Unlearning the Lies from the Theologians of Slavery-Part 1

Unlearning the Lies from the Theologians of Slavery-Part 1 July 7, 2014
Warren Throckmorton shares a bit more from historian Thomas Kidd on “George Whitfield and Slavery.” Kidd helpfully confronts the seriousness and enormity of this grim reality:
The most challenging issue for a biographer of George Whitefield (as with Patrick Henry) is his identity as a slave owner. I admire Whitefield and Henry, as well as similar figures of their time such as Jonathan Edwards or George Washington, but their owning people as slaves remains an unavoidable moral problem.
How does one admire a historical figure who kept slaves? How does an author fully convey his disapproval of American slavery, while not condemning an individual altogether?
That last question leads Kidd astray. In typical Southern Baptist fashion, it elevates the maintenance of a proper “stance” on a moral question above the importance of the moral question itself. That puts the focus on the author and “his disapproval” rather than on the evil being disapproved. And that, in turn, unhelpfully elevates the matter of guilt over the matter of responsibility.
That spins Kidd away from the substance of the question he began discussing and into an unfortunate appeal to Hegel’s Bluff:
I am not sure that I have gotten the balance exactly right, but we want to avoid two extremes.
One extreme might suggest that Whitefield was a great man of God, and that harping on his owning of slaves denigrates his memory as a Christian hero.
The other extreme might say that whatever Whitefield accomplished for God was fatally tainted by his owning slaves, so he is better forgotten or just used as a cautionary tale.

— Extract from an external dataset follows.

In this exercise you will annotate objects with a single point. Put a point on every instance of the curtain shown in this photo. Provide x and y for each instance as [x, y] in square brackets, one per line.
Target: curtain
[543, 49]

Yes, it would be foolishly extreme to think that the only possible approach here would be to either ignore Whitefield’s defense of slavery or to ignore Whitefield. We certainly should avoid the foolishness of self-serving NABA NABA-ism (“I don’t own slaves so therefore I am Not As Bad As Thomas Jefferson and so therefore I must be good”). And Kidd, to his credit, also seeks to avoid the dismissive, compartmentalizing approach that overlooks grave evil so as not to tarnish Whitefield’s “memory as a Christian hero.”